But a New Testament scholar cannot (not using the texts we have, anyway) claim any kind of real certainty regarding MOST of what little we know (or think we know) about a historical figure of Jesus. This is simply elitist self-importance.

As is his usual modus operandus, Craig punctuates the finality of some opinion by citing eminent conservative writers in the field. Just one minute and a half into his opening argument at this debate Craig cites Hugo Proteus, Samuel Clark, William Paley, Richard Swinburne, and Steven Davis (a minute and a half!). So often does he appeal to authorities this during his debates that it seems that he doesn't realize that it is considered a rhetorical fallacy to do this in a debate. Either he doesn't know it's a fallacy or he just plain doesn't care. I pray it's the former.

Anyway, at the very least, one of Craig's friends (debate opponents notwithstanding) should take him aside and tell him that his "four facts" are not really facts at all. He's been giving this same lecture for so long that I think he might actually believe they are established facts. His defenses for these "established facts" at times entail flimsy dogged (nay, desperate) attempts to insert the miraculous (supernatural) into the domain of historiographic discourse. He works under the presupposition (he'll remind you) that God (specifically the one represented in Christian orthodoxy) exists and can interact at will in His creation. It's always seemed whimsically ironic to me that someone can discredit naturalistic examinations and explanations of mythemes as farfetched or ad-hoc or "krank" or "extreme" (the last two are Craig's words of choice during this particular debate), yet they have absolutely no difficulty accepting that a supernatural force was the cause of some described event (an event, which can be demonstrated to be a fictional literary construct, to boot, something Carrier wanted desperately to do (I could sense the frustration) but was too overwhelmed by Craig's rehearsed cadenza to have much of a chance. Craig is stylistically like Ken Hovind in that he delivers his points in rapidfire succession, inserting as many contentions into his allotted twenty minutes, so as to make any rebuttal necessarily impossible. Then, when his opponent fails to respond to everything he said, he declares himself the winner. Does anyone else see this? Am I the only one that feels the sport of debate is an exercise in prolix talk-past-each-other masturbation?

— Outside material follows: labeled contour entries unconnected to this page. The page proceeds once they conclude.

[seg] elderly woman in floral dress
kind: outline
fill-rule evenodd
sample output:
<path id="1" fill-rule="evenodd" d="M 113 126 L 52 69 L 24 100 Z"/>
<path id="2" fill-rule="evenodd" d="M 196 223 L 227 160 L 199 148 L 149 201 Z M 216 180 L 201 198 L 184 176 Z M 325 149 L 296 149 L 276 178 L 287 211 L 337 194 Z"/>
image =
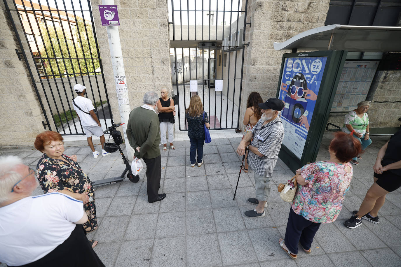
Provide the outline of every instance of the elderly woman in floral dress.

I would challenge apologists like Craig to forgo the formal debate format and instead engage his opponents in prolonged detailed discussion. He'd be surprised to find out that, once the twenty minute limit is lifted, every single one of his contentions could be countered rather easily. But then, over the course of years, most of his contentions have been addressed to some degree. I remember that during the Avalos debate, he tried to show Craig the difference between "fact" and "story." For a moment there, I though he had broken through. No dice, though. Here we are nearly a decade later and Craig is still giving the same lecture, virtually unchanged. I have come to the conclusion that Craig is not interested in facts at all. I honestly think this is just a comfortable gig for him. Nothing wrong with that I guess, I'd love to know what his fees are at these events, though.

Anyway, I'll likely stop paying much attention to him after this debate. Still, I'm thankful for Dr. Craig in some small way for engaging so many dissident thinkers in the field. With every debate of this kind, I'd like to add, Craig inadvertently reveals one less scholar in his "vast majority of New Testament scholars" who sees things his way (another bit of subtle irony for me). I loved hearing Dom Crossan's and Hector Avalos' and Bob Price's and Gerd Luddeman's varied responses to many of his rhetorical pirouettes. Found much humor there.

On a final note. Debate being the sport that it is, I think that Dr Richard Carrier did well enough in, at the very least, exposing a roomful of God-drunk students to some interesting refutations of a sampling of Craig's follies, introducing them, so to speak, to the concept of a 'breathalyzer'.

One of the things that gives me hope is the growing number of non-orthodox scholars who have been doing work in the field of New Testament studies in recent years. Jew, atheists, scientists. I'd like to see a similar "outsider's" approach to all of the world's major religious texts. It would be a marvelous move toward a lasting understanding and harmony between and among cultures, I think.